Формально это можно было бы назвать вечеринкой. Внешне это напоминало вечеринку, на которой слишком много людей собрались в слишком тесном пространстве – в грязном лофте на Джейн-стрит в Виллидже. Однако это было чуть больше, чем обычная вечеринка.

Имели место ритуальные танцы дружелюбно настроенных туземцев, как физические (иллюстрацией чего могло служить медленное, психосексуальное, на редкость неумелое скольжение Симоны и литературного агента ее мужа), так и эмоциональные (это когда Вагнер Коул беспощадно ободрал шкурку с поэтессы с выбеленными перекисью волосами, чьи восторги по поводу современной литературы явно повторяли обзоры в «Субботнем Ревю»), а также этнические (сводившиеся в основном к невинному трепу о том, кто, как и с кем в дальнем углу за каучуковым деревом). В общем, здесь собрались абсолютно все, потому что Флоренс Магрен праздновала свою днюху (уиииии!), ну, чем не повод собраться вместе.

Энди Сорокин стоял у камина, держа свою «Маргариту» обеими руками, и разговаривал с бледнолицей девственницей, которую откопал и притащил ему Эндовер. Она выкладывала ему все, что думала о плохом фильме, снятом по одному из его последних романов.

– Я никогда не считала Кэрин безнадежно плохой, – говорила девственница. – А когда сняли фильм, мне просто не понравилось, как исполняет эту роль Лана Тёрнер.

Сорокин смотрел на нее и благосклонно кивал. Она была маленького роста, с могучим бюстом. Платье от Руди Гернрайха подпирало ее грудь, и улыбалась она губами, не скаля при этом зубы.

– Очень мило с вашей стороны говорить так; киноверсия вышла вообще не самой лучшей, хотя режиссура Франкенхаймера лично мне понравилась.

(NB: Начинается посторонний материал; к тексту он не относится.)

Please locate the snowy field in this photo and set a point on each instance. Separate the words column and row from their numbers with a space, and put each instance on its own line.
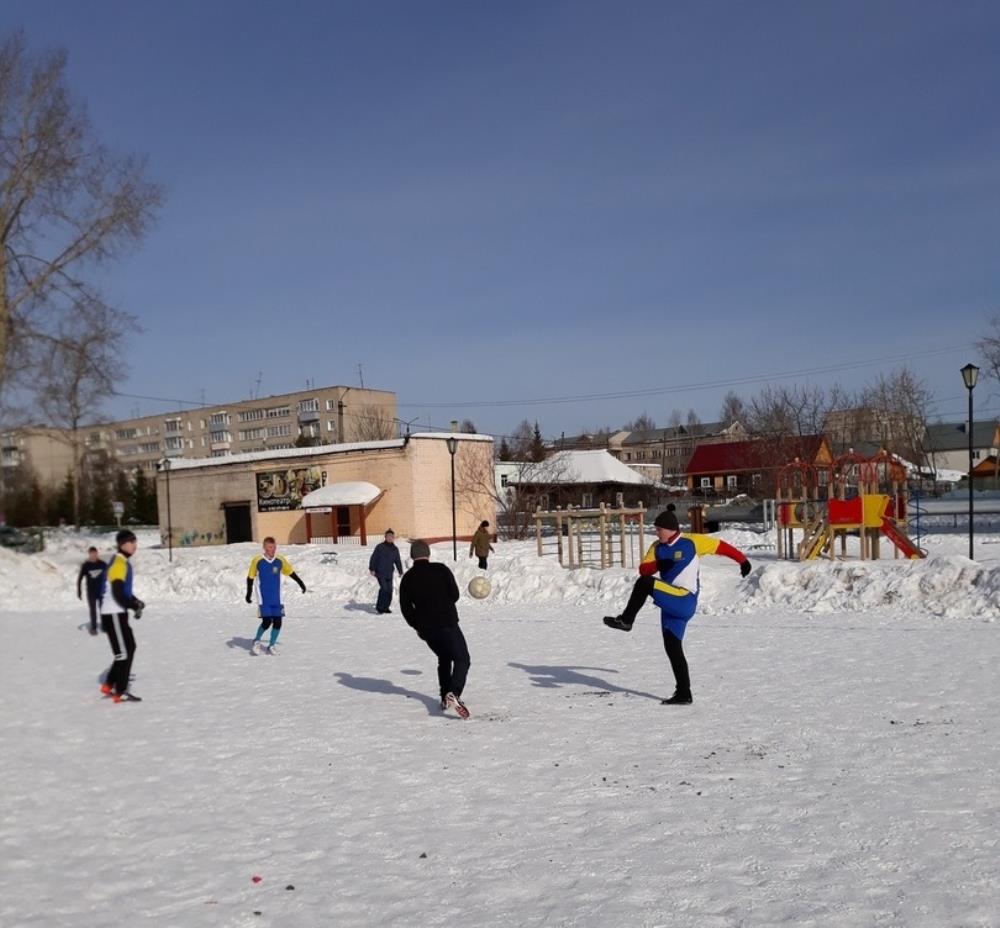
column 839, row 765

Она ответила в том же духе; в принципе, эту ерунду можно было даже не слушать. Подобные беседы он сносил иногда легко, а иногда нет – в зависимости от того, чего от них ждал. В данном случае он ждал возможности затащить маленькую пышногрудую девственницу в хозяйскую спальню и добивался этого со всем доступным ему обаянием.

Вокруг них, стоявших словно в оке урагана, уровень общей истерии заметно повысился. Флоренс Магрен усадили на плечи Бернбах и Баркер (продюсеры мюзиклов, с успехом продолжавших идти на Бродвее) и понесли по комнате под пение Рэя Чарльза; при этом ее юбка задралась едва ли не до пояса, а Бернбах и Баркер, перекрикивая музыку из колонок, исполняли сочиненные на ходу на редкость непристойные поздравительные куплеты на мелодию заглавной песни их последнего мюзикла. Внутри Сорокина все снова начало сжиматься. Похоже, это не изменится никогда, как бы ни менялись сами люди. Они несут все ту же чушь, совершают все те же лишенные смысла поступки, все так же выставляют себя идиотами. Ему хотелось либо по-быстрому трахнуть девственницу, либо уйти отсюда.

– Эй, – крикнул кто-то в другом конце комнаты. – Как насчет «Передай по кругу»?

Прежде, чем Энди успел двинуться к выходу, налетевший Эндовер сцапал девственницу, она в свою очередь ухватила его за рукав, и так, друг за другом, они ввалились в самую гущу всеобщего оживления.

«Передай по кругу». Все уже уселись, скрестив ноги, в круг – прямо на пол. Праздно-талантливые, праздно-богатые и праздно-скучающие не прекращали своих игр: имитации невинности, возвращения к приличиям, если не по сути, то хотя бы внешне. «Передай по кругу». Женщины сидели в тщательно рассчитанных беззаботных позах, словно не замечая выставленных напоказ белья и бледной плоти: маяков для странников, остававшихся здесь на ночь, дабы те не теряли из вида береговую линию и знали, что уютная гавань открыта тем, кто потерялся и терпит нужду. Этакие благотворительные ласки.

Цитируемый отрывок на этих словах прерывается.